Un auteur qui critique les images faciles et qui déclare 51 : « Nous ne sommes plus dans ce siècle où l’on expliquait la causticité et l’action de quelques dissolvants par la ténuité et la forme de leurs molécules, qu’on supposait être des coins aigus, qui pénétraient les corps et séparaient leurs parties », écrit quelques pages plus loin : le feu « est l’élément qui anime tout, à qui tout doit d’être ; qui, principe de vie et de mort, d’existence et de néant, agit par lui-même, et porte en lui la force d’agir ». Il semble donc que l’esprit critique s’arrête devant la puissance intime du feu et que l’explication par le feu aille à de telles profondeurs qu’elle puisse décider de l’existence [128] et du néant des choses et du même coup dévaloriser toutes les pauvres explications mécanistes. Toujours et dans tous les domaines, l’explication par le feu est une explication riche. Une psychanalyse de la connaissance objective doit sans cesse dénoncer cette prétention à la profondeur et à la richesse intimes. On a certes le droit de critiquer l’ingénuité de l’atomisme figuré. Encore faut-il reconnaître qu’il s’offre à une discussion objective, tandis que le recours à la puissance d’un feu non sensible, comme c’est le cas pour la causticité de certaines dissolutions va à l’encontre de toute possibilité de vérification objective.

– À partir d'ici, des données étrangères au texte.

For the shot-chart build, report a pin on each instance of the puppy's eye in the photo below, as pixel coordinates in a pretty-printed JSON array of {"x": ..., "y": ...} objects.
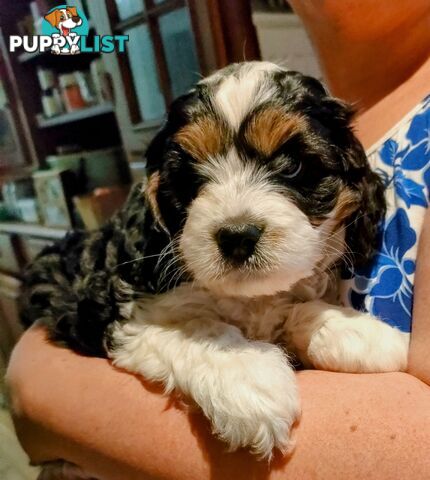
[{"x": 286, "y": 166}]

L’équation du feu et de la vie forme la base du système de Paracelse. Pour Paracelse, le feu c’est la vie et ce qui recèle du feu a vraiment le germe de la vie. Le mercure commun est précieux aux yeux des Paracelsistes parce qu’il contient un feu très parfait et une vie céleste et cachée ainsi que l’expose encore Boerhaave 52. C’est ce feu caché qu’il faut mettre en œuvre pour guérir et engendrer. Nicolas de Locques appuie toute sa valorisation du feu sur l’intimité du feu 53. Le feu est « interne ou externe, l’externe est mécanique, corrompant et détruisant, l’interne est spermatique, engendrant, maturant ». Pour avoir l’essence du feu, il faut aller à sa source, dans sa réserve où il s’économise et se concentre, c’est-à-dire dans le minéral. Voici alors la meilleure [129] justification de la méthode des spagiristes : « Ce feu céleste qui fait la vie est très actif en l’animal, il s’en fait une plus grande dissipation qu’en la plante et au métal ; c’est pourquoi le philosophe est continuellement occupé à rechercher les moyens de le refournir, et voyant qu’il ne pouvait être entretenu longtemps par le feu de la vie qui est dans l’animal et les plantes, il l’a voulu chercher dans le métal où ce feu est plus fixe et incombustible, plus recueilli et tempéré en son action, laissant les herbes aux Galénistes pour faire des salades où ce bénit feu n’est que comme une étincelle. »

En résumé, on croit si fort à l’empire universel du feu qu’on arrive à cette rapide conclusion dialectique : puisque le feu se dépense dans l’animal, c’est qu’il s’économise dans le minéral. Là il est caché, intime, substantiel, donc tout-puissant. De même, un amour taciturne passe pour un amour fidèle.